Von Martin E. Hiller An der Mehrzahl von diskutierenden Menschen mit Tippscheinen in der Hand erkennt der Fachmann, dass die Fußballweltmeisterschaft begonnen hat.

Von Martin E. Hiller

An der Mehrzahl von diskutierenden Menschen mit Tippscheinen in der Hand erkennt der Fachmann, dass die Fußballweltmeisterschaft begonnen hat. Während Argentinien, Italien und Co. noch vier Wochen streiten müssen, bevor der neue Titelträger ermittelt sein wird, steht ein Gewinner der Endrunde schon vorher fest: Die Tatsache, dass die Türkei sich zum zweiten Mal nach 1954 für die Endrunde qualifiziert hat, beschert den Berliner Wettbüros einen märchenhaften Zulauf. Vor den Annahmestellen zwischen Neukölln und Wedding bilden sich Schlangen bis auf die Straße hinaus: Türken, die auf ihre Mannschaft setzen wollen. Dabei sind der Fantasie der Wettenden, die nicht selten dicke Packen von Scheinen auf den Tisch knallen, ebenso wenig Grenzen gesetzt wie ihrem Vertrauen in die Stärke der Nationalmannschaft.
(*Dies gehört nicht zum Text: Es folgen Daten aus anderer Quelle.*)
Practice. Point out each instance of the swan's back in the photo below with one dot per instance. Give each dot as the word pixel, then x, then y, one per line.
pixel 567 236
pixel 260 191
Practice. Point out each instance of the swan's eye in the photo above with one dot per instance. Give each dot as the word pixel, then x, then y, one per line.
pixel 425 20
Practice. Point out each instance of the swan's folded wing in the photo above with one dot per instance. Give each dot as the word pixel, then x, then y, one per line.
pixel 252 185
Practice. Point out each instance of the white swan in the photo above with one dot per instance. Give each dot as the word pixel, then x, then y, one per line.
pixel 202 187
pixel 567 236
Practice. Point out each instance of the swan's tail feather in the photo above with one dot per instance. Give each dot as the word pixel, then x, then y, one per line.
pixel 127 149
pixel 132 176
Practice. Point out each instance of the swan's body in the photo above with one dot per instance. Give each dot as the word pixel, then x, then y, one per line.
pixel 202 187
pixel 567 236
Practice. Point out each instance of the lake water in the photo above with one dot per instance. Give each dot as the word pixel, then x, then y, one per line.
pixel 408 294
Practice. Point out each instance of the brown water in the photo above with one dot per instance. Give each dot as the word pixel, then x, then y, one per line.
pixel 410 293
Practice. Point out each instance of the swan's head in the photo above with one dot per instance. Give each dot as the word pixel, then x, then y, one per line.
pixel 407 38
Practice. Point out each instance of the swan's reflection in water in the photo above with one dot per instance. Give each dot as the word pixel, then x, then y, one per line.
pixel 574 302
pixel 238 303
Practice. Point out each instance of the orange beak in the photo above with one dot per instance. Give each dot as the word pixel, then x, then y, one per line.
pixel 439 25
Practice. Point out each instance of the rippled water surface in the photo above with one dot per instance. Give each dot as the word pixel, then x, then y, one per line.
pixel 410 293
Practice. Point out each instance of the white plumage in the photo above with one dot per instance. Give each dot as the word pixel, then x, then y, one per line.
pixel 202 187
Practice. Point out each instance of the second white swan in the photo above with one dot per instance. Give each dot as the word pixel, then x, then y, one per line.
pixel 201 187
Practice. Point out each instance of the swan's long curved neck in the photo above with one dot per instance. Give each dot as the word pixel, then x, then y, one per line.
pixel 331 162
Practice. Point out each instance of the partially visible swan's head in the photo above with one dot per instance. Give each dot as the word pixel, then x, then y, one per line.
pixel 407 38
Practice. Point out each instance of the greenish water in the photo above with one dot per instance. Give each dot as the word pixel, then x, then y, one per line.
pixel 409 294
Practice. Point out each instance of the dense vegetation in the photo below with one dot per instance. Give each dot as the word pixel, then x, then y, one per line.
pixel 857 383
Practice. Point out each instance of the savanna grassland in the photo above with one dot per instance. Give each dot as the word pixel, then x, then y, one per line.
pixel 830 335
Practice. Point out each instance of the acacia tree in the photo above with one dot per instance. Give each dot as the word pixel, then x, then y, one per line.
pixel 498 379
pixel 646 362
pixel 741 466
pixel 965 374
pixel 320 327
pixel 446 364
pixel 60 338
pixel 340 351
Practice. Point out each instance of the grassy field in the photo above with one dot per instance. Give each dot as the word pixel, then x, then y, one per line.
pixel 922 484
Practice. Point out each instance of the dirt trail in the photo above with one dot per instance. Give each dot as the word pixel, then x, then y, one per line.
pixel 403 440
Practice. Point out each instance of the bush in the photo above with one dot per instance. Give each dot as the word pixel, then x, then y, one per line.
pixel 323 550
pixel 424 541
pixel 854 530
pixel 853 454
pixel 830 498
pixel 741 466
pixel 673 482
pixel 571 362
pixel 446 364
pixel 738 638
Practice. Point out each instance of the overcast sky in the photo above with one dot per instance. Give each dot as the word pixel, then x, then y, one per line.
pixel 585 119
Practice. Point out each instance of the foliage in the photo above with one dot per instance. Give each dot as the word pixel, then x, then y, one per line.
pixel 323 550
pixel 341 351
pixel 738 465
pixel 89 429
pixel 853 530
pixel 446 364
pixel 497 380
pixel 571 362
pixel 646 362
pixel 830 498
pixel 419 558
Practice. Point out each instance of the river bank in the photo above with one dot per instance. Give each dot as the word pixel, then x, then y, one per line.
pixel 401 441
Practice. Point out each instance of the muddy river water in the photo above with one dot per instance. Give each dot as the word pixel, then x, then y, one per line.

Man setzt auf das Ergebnis, die n der Torschützen, die Höhe des Sieges. Und gerade bei der letzten Variante sehen die Südeuropäer nicht ein, warum sie sich mit ihren Tipps bescheiden geben sollten.

Costa Rica wird demnach 4:0 geschlagen, China mit 6:0 nach Hause geschickt. Einzig beim Spiel gegen Brasilien geht man etwas vorsichtiger zu Werke – da wird zurückhaltend auf einen schlichten „Sieg Türkei“ gesetzt. Ein solcher Sieg bringt je nach Wettbüro 5,5 bis 7 für einen Euro. Brächte, sollte man wohl korrekterweise sagen. Aber die türkischen Wettfanatiker gehen eben todsicher von einem Triumph über die Selecao aus. „Hakan Sükür macht das schon“, sagt Göksel Cengiz aus Britz und setzt einen Hunderter extra darauf, dass der Stürmer Torschützenkönig in Asien wird – ein Tipp, der den 27-Jährigen im Erfolgsfall um 7000 Euro reicher machen würde. Doch auch im Erlebensfalle würde Cengiz damit sein Kreuzberger Wettbüro kaum arm machen. „Die Türken setzen so viel, wir werden auf jeden Fall ein Geschäft machen, egal welche Quoten wir anbieten“, sagt der Inhaber der Annahmestelle, der ungenannt bleiben möchte. Und wirklich, egal ob der Gruppensieg noch vor Brasilien (Quote 4,5:1) oder der WM-Titel für die Türkiye Futbol Federasyonu (100:1) – jedes Wettangebot findet Interessenten. Das Wetten an sich und vor allem die ausführliche Diskussion über die individuellen Erfolgsstrategien machen eben zu viel Spaß, mehr Spaß noch als zu gewinnen. Die Schlangen vor den Annahmestellen werden erst heute um 11 Uhr verschwinden und sich in Menschenmassen in überfüllten türkischen Kneipen verwandeln. Dann beginnt die Partie gegen den Rekordweltmeister Brasilien – und die gewinnt die Türkei ja bekanntlich.